Почти каждый день по двое, по трое дергали на этап, остальные ждали и надеялись, авось кассация принесет свободу, вот-вот откроется волчок, и голос Бога объявит: ваша жалоба удовлетворена, вы свободны, просим вас с вещами на выход. Не было при мне ни одного подобного случая. Я тоже ждал и тоже дождался, открылся волчок — такой-то, он же такой, следуйте за мной. Сердце прыгает, но не так, чтобы очень, усмиряю себя. Гремит железо в дверях и по коридору. Привели меня в дежурку. Чисто, пусто, мрачно. «Вам ответ из Ташкента, садитесь, читайте». На бланке несколько строк: жалобу оставить без удовлетворения, приговор утвердить. Лиловая печать, и внизу подпись: генерал-майор юстиции Хабибулатов. Всё, ждать больше нечего. Пора освобождать тюрьму для других. Теперь не скоро мне идти дорогою открытой, я не жалею, десяти небитых стоит битый.

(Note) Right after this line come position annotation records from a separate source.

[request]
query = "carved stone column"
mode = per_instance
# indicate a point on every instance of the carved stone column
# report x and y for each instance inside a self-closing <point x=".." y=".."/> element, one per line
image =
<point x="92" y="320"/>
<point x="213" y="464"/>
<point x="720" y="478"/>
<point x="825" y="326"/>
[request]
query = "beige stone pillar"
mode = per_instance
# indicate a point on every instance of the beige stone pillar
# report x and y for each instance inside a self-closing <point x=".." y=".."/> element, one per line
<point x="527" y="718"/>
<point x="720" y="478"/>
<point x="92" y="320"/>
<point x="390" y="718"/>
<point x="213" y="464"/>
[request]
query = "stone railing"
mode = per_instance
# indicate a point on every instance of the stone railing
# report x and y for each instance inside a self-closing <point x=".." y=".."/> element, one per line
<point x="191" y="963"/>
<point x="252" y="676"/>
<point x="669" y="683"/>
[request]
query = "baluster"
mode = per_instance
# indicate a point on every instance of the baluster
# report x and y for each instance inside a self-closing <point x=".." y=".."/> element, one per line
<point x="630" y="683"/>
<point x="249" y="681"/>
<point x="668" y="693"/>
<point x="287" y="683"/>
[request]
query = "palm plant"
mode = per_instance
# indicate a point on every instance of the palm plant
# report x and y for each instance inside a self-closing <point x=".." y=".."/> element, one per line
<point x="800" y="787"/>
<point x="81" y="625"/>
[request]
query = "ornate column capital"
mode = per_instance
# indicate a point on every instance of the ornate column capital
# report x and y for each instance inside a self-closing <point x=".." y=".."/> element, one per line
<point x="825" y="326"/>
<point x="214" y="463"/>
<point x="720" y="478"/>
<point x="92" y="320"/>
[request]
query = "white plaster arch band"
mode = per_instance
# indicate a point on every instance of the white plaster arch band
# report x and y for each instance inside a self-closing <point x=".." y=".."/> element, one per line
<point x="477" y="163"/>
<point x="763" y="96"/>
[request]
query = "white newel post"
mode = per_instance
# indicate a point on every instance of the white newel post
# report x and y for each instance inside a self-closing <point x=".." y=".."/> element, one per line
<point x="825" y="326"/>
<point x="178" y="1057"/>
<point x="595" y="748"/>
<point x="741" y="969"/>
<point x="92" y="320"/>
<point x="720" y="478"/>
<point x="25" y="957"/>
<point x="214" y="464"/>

Кто виноват — Сталин, Ленин, Авраам, отец Исаака? Разве нельзя было сделать так, чтобы Суханова меня не сажала, а, наоборот, пошла бы к своему Меньшову-Большову и добилась бы, притом легко, полного моего оправдания? Она бы мне ещё и пистолет подарила, поздравила бы с получением диплома. Но для этого я должен был переродиться, наизнанку вывернуться, стать другим. Не сумел. Не захотел. Ну, и получай.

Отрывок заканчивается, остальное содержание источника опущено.